La mise en demeure est en conséquence annulée sans qu’il soit besoin d’examiner les autres moyens de contestation soutenus par la requérante.
La défenderesse est condamnée au remboursement des sommes éventuellement perçues en exécution du titre exécutoire et de la mesure d’exécution forcée avec intérêts au taux légal à compter de la décision.
La condamnation au remboursement n’est pas assortie d’une astreinte ; la défenderesse n’ayant pas exprimé la volonté de s’y soustraire dans le cadre de la présente instance.
La demande d’annuler la décision implicite de rejet de son RAPO mandé le 22 novembre 2023 est rejetée car elle ne relève pas de la compétence du juge de l’exécution.
Il en est de même pour la demande de décharge de la somme de 102.900 euros et de nullité des majorations infligées pour défaut de paiement d’un montant de 102900 euros.
Sur les autres demandes :
Compte tenu de la solution apportée au litige, Mme la Directrice Régionale de la DRFIP PACA et des Bouches du Rhône est condamnée aux dépens liés à la présente instance.

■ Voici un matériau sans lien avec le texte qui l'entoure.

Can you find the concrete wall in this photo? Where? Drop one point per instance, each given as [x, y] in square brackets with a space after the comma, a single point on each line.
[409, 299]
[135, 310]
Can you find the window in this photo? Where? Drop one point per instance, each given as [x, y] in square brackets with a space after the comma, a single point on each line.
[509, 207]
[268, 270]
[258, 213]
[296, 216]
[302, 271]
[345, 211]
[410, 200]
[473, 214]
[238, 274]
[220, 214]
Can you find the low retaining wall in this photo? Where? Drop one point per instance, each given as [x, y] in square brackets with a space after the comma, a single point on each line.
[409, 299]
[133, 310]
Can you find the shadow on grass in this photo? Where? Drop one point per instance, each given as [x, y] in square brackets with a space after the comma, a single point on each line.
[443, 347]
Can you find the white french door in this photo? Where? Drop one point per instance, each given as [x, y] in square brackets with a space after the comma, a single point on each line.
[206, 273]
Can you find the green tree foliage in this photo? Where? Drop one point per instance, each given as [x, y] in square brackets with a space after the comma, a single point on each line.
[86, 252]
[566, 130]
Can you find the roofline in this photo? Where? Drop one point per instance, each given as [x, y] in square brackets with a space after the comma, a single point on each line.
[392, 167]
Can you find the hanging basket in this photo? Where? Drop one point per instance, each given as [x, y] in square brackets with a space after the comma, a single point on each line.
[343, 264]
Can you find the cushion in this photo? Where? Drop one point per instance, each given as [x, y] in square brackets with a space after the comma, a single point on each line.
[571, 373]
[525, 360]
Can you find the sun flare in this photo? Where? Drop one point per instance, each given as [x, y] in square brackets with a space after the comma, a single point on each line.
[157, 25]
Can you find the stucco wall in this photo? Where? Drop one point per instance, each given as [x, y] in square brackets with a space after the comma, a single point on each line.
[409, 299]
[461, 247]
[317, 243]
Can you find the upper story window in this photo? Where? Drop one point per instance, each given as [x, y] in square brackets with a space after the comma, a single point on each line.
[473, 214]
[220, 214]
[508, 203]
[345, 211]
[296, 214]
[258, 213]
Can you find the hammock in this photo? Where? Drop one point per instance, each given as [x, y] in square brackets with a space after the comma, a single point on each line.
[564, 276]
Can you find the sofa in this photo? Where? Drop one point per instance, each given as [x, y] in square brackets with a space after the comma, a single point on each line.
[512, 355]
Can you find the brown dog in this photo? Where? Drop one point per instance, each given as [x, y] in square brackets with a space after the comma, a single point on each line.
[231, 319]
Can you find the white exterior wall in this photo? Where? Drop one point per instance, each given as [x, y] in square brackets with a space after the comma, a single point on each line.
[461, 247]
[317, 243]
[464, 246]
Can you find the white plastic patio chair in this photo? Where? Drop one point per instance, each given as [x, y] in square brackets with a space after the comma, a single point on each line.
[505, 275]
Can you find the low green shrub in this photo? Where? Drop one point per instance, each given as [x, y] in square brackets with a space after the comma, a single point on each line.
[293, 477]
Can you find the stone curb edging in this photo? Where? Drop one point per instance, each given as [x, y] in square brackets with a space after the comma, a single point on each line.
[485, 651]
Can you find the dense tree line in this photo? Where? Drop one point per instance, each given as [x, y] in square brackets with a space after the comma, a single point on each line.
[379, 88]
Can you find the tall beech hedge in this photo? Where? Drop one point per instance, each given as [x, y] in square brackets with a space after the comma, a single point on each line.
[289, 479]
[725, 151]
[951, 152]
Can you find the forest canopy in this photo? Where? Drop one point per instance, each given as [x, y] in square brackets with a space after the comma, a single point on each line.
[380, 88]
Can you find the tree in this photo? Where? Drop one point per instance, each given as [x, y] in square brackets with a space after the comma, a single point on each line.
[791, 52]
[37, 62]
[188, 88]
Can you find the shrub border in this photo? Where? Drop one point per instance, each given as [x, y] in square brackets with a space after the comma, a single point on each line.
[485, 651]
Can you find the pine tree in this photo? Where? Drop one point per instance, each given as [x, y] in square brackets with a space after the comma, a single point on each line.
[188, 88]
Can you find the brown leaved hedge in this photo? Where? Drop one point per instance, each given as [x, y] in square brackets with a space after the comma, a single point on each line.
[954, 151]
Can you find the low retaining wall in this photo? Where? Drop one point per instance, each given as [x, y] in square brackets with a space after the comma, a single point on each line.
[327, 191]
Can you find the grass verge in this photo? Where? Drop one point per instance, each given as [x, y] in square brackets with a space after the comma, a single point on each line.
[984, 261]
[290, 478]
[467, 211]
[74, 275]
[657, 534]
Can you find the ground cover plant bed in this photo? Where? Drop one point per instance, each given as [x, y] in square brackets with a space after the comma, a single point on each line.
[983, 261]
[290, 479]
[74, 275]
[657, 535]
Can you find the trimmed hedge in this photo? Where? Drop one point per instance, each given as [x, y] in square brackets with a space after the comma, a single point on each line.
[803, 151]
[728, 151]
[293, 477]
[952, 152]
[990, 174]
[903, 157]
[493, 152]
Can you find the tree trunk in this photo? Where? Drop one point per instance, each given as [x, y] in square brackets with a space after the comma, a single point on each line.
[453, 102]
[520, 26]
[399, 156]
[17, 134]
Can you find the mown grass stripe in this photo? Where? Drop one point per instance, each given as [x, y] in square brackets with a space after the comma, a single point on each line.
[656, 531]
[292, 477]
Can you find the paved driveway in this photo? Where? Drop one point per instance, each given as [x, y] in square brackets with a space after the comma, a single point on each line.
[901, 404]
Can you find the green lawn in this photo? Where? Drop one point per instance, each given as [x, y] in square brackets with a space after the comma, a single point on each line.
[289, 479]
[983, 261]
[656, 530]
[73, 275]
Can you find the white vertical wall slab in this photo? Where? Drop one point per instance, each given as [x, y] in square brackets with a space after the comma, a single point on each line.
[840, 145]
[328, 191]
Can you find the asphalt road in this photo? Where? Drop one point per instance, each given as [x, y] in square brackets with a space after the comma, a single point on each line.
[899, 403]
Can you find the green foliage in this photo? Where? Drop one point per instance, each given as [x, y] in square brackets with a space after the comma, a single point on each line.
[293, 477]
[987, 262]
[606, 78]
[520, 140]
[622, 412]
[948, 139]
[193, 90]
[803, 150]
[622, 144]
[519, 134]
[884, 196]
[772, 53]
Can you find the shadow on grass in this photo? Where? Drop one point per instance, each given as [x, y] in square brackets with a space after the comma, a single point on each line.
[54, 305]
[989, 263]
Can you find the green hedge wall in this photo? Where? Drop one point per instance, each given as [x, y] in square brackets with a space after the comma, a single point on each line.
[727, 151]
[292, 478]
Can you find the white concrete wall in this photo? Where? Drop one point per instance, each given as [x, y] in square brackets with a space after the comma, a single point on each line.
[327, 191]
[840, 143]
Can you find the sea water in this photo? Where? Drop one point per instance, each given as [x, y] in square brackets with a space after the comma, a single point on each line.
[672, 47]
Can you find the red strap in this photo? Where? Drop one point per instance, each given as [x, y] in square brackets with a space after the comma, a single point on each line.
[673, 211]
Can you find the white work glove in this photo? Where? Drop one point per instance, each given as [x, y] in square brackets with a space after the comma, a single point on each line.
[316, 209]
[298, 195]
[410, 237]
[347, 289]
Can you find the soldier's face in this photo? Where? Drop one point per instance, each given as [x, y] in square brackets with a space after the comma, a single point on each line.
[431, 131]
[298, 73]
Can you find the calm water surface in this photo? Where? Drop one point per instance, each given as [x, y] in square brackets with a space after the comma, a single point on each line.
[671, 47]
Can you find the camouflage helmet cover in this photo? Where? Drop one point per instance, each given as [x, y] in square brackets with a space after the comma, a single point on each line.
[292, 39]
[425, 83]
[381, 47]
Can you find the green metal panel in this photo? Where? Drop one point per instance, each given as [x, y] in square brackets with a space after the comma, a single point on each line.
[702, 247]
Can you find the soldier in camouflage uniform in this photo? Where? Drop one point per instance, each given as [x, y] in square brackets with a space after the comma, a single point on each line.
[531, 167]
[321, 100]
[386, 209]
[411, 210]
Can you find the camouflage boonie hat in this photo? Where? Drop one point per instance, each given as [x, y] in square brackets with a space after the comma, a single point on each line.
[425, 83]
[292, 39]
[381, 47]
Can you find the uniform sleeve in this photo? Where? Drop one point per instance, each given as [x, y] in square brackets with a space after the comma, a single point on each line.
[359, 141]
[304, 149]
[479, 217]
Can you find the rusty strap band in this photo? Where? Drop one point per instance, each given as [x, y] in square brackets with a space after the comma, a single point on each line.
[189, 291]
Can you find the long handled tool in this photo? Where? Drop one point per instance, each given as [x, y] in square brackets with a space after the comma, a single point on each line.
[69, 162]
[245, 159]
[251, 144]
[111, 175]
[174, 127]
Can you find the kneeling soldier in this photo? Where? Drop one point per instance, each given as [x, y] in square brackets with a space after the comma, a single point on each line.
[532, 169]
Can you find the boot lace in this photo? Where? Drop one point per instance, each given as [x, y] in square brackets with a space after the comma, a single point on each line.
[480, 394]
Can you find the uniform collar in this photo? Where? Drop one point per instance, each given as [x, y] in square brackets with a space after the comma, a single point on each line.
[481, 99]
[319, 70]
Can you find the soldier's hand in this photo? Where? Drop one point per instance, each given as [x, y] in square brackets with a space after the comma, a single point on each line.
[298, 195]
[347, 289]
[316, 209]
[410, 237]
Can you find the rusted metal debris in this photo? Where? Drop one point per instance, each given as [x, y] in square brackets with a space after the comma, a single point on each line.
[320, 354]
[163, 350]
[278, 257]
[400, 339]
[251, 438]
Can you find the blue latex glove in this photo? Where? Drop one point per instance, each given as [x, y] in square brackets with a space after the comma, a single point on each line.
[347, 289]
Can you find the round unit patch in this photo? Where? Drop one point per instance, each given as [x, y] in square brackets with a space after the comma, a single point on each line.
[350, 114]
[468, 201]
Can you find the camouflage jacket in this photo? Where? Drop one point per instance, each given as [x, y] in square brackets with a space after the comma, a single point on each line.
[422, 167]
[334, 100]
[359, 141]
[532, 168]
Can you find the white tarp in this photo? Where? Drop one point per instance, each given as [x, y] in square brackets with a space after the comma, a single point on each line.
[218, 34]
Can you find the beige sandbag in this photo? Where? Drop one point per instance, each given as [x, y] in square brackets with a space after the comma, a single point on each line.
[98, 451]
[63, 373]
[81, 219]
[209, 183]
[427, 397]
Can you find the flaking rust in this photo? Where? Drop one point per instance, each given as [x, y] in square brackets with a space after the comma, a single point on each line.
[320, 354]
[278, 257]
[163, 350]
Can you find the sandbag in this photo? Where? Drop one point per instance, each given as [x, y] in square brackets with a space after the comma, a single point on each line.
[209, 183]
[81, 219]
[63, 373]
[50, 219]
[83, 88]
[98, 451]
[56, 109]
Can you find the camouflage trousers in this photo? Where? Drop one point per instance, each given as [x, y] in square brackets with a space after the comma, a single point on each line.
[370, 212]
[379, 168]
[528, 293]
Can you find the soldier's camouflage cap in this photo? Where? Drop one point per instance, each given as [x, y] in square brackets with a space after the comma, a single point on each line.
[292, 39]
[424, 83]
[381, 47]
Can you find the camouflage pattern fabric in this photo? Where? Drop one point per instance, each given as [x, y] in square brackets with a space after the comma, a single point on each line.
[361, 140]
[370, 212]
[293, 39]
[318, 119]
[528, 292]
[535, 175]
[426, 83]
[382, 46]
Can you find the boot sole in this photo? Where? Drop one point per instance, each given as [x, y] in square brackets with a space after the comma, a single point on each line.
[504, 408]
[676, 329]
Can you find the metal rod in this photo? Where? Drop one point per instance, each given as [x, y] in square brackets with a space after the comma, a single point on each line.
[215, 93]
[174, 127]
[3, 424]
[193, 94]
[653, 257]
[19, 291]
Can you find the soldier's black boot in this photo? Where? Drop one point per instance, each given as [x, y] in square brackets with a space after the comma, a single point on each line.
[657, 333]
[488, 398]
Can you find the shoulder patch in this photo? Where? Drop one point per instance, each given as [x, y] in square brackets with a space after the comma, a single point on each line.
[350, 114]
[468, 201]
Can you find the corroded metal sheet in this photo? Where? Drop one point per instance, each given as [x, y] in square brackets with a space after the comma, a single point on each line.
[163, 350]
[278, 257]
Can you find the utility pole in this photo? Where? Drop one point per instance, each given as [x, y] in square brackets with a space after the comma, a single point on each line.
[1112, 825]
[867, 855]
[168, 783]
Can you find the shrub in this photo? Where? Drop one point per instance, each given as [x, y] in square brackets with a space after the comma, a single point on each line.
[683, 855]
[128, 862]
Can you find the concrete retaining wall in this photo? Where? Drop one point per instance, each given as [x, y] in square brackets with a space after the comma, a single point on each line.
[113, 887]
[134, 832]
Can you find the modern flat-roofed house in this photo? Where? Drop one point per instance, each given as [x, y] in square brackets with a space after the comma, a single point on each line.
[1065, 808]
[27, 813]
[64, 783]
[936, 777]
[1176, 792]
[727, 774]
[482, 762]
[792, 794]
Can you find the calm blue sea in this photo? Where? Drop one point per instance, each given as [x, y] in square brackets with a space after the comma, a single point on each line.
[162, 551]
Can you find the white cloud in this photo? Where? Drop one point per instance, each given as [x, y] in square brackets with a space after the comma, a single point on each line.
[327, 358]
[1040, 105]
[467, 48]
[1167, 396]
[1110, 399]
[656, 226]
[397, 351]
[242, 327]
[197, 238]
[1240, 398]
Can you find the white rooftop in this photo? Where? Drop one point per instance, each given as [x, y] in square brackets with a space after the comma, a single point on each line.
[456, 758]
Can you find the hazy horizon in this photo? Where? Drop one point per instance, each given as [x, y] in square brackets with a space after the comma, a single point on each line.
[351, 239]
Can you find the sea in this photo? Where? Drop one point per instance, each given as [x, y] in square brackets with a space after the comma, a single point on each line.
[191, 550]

L’équité commande de faire application de l’article 700 du code de procédure civile au profit de la société SOTRAMO et il lui est alloué 2500 euros.
PAR CES MOTIFS
Le juge de l’exécution, statuant par jugement contradictoire rendu en premier ressort par mise à disposition au greffe et exécutoire de droit,
— SE DECLARE compétent pour connaître du litige ;
— ANNULE la mise en demeure de payer d’un montant de 113.190 euros délivrée le 12 octobre 2023 ;
— CONDAMNE Mme la Directrice Régionale de la DRFIP PACA et des Bouches du Rhône à rembourser les sommes éventuelles perçues en exécution du titre exécutoire et de la mise en demeure de payer délivrée le 12 octobre 2023 avec intérêts légaux à compter de la présente décision ;
— DEBOUTE la SAS SOTRAMO PAROLA de sa demande d’assortir cette condamnation d’une astreinte ;
— DEBOUTE la SAS SOTRAMO PAROLA de sa demande d’annuler la décision implicite de rejet de son RAPO mandé le 22 novembre 2023 ;
— DEBOUTE la SAS SOTRAMO PAROLA de sa demande de décharge de la somme de 102.900 euros ;
— DEBOUTE la SAS SOTRAMO PAROLA de sa demande de nullité des majorations infligées pour défaut de paiement d’un montant de 102900 euros ;
— CONDAMNE Mme la Directrice Régionale de la DRFIP PACA et des Bouches du Rhône aux dépens liés à la présente procédure ;
— CONDAMNE Mme la Directrice Régionale de la DRFIP PACA et des Bouches du Rhône à payer à la SAS SOTRAMO PAROLA une indemnité de 2500 euros en application de l’article 700 du code de procédure civile ;
— DEBOUTE les parties du surplus de leurs demandes.
Le présent jugement a été signé par Madame HACHEFA, vice-présidente, et par Madame Julie MALARD, greffier.